Posted to dev@beam.apache.org by Jeff Klukas <jk...@mozilla.com> on 2018/10/29 18:08:37 UTC

FileSystems should retrieve lastModified time

I just wrote up a JIRA issues proposing that FileSystem implementations
retrieve lastModified time of the files they list:
https://issues.apache.org/jira/browse/BEAM-5910

Any immediate concerns? I'm not intimately familiar with HDFS, but I'm
otherwise confident that GCS, S3, and local filesystems can all give us a
suitable timestamp.

In the short term, this change would allow users to write their own polling
logic on top of FileSystems to periodically check for updates to files.
Currently, you would need to fall back to the APIs for each individual
storage provider.

Longer term, I'd love to see FileIO.match.continuously support an option
for returning updated contents when files are updated.

Re: FileSystems should retrieve lastModified time

Posted by Chamikara Jayalath <ch...@google.com>.
+1 for adding last modified time to MatchResult.Metadata.

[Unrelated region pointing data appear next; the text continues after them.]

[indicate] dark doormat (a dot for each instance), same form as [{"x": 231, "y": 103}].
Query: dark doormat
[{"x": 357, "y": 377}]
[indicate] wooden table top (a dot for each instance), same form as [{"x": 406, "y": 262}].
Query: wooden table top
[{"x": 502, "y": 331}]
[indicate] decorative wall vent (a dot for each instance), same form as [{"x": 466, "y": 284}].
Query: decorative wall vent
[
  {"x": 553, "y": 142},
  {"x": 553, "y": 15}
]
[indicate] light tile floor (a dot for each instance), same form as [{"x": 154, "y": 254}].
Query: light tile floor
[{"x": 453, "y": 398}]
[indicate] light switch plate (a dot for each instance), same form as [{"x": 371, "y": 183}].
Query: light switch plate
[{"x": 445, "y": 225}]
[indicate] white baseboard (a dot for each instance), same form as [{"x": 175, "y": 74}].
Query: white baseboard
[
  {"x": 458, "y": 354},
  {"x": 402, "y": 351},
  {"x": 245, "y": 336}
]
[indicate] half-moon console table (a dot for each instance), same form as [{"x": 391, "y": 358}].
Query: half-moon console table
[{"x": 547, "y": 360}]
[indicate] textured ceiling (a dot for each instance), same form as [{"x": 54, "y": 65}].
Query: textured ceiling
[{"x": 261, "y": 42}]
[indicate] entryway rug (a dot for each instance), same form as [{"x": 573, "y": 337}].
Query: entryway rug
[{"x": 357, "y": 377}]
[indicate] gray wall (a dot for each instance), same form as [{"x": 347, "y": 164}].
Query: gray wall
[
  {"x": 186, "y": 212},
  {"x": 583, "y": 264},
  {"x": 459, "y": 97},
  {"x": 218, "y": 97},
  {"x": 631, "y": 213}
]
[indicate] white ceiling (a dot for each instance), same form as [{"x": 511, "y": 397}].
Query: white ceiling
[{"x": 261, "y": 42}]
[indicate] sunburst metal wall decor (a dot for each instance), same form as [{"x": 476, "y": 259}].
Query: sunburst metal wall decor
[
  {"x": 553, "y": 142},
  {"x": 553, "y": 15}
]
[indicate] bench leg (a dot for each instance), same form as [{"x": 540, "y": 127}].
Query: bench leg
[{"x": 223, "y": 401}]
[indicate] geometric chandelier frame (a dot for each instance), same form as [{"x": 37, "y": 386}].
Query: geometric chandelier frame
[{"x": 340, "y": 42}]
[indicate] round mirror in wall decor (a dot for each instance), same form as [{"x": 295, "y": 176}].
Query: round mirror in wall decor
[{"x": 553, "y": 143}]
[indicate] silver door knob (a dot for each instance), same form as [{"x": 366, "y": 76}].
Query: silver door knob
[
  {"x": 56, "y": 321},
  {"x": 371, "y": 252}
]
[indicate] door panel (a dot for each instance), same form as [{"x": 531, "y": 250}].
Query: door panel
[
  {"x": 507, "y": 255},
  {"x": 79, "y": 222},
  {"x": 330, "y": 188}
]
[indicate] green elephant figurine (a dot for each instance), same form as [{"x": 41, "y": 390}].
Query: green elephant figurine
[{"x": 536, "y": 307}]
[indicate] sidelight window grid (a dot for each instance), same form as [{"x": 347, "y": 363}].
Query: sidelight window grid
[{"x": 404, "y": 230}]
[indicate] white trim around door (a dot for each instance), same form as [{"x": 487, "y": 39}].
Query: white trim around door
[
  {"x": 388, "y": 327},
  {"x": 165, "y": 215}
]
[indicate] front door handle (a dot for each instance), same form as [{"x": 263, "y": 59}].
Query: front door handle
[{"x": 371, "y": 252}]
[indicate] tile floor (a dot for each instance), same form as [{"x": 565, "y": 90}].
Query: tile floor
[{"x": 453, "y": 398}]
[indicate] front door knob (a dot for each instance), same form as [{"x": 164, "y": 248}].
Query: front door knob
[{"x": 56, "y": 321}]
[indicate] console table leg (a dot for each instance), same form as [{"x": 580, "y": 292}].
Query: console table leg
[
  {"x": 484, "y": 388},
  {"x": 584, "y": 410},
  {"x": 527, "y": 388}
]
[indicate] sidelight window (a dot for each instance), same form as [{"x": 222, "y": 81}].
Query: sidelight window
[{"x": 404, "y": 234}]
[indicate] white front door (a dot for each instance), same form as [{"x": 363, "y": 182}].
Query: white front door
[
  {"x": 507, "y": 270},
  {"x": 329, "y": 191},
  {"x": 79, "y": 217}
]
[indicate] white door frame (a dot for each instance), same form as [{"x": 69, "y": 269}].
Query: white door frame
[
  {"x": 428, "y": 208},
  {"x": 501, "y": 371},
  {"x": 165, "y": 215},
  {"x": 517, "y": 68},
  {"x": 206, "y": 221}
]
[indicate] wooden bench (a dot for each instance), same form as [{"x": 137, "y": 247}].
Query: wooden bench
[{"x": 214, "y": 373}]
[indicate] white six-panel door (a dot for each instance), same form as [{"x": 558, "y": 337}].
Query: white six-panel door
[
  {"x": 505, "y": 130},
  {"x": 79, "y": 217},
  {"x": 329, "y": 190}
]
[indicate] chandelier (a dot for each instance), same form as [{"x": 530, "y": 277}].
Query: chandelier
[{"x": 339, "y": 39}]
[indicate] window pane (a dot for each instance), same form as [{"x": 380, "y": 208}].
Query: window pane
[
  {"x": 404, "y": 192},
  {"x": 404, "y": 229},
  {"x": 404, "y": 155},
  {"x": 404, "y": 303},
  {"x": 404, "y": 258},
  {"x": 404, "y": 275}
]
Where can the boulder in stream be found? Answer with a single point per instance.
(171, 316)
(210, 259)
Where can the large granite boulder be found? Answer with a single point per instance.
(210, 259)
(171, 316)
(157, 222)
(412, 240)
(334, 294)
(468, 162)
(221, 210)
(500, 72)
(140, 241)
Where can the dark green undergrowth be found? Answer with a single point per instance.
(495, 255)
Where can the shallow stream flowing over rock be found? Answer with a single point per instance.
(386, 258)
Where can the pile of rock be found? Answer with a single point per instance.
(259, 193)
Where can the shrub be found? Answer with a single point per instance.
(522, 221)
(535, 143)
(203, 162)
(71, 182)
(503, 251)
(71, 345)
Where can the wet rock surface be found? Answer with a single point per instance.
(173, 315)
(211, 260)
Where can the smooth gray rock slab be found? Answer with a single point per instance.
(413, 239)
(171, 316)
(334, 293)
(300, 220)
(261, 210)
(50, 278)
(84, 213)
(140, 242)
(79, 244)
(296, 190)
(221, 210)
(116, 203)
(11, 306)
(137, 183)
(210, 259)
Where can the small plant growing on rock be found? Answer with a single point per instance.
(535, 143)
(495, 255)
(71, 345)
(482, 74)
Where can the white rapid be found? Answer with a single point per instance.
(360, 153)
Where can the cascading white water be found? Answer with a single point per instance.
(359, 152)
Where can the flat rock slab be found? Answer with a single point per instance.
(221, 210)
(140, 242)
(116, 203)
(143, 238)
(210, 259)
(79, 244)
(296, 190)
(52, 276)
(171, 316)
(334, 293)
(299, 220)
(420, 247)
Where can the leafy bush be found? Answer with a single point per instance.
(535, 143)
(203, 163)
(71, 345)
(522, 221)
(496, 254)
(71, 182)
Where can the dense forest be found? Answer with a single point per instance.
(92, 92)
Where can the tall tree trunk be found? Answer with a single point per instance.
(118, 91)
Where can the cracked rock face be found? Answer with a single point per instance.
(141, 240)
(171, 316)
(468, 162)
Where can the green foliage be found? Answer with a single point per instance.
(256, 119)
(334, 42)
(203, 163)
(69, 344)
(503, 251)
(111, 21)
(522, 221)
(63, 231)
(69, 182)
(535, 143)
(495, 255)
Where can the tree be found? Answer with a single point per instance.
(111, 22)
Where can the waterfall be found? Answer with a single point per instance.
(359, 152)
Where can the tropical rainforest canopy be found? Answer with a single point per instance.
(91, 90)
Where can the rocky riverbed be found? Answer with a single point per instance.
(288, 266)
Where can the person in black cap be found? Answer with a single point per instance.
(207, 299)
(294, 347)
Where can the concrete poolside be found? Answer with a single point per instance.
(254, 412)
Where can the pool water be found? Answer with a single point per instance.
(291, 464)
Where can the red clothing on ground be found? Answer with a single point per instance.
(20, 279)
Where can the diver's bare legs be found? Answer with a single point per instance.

Sounds like a useful change that will enable additional use-cases.

- Cham

On Mon, Oct 29, 2018 at 11:08 AM Jeff Klukas <jk...@mozilla.com> wrote:

> I just wrote up a JIRA issues proposing that FileSystem implementations
> retrieve lastModified time of the files they list:
> https://issues.apache.org/jira/browse/BEAM-5910
>
> Any immediate concerns? I'm not intimately familiar with HDFS, but I'm
> otherwise confident that GCS, S3, and local filesystems can all give us a
> suitable timestamp.
>
> In the short term, this change would allow users to write their own
> polling logic on top of FileSystems to periodically check for updates to
> files. Currently, you would need to fall back to the APIs for each
> individual storage provider.
>
> Longer term, I'd love to see FileIO.match.continuously support an option
> for returning updated contents when files are updated.
>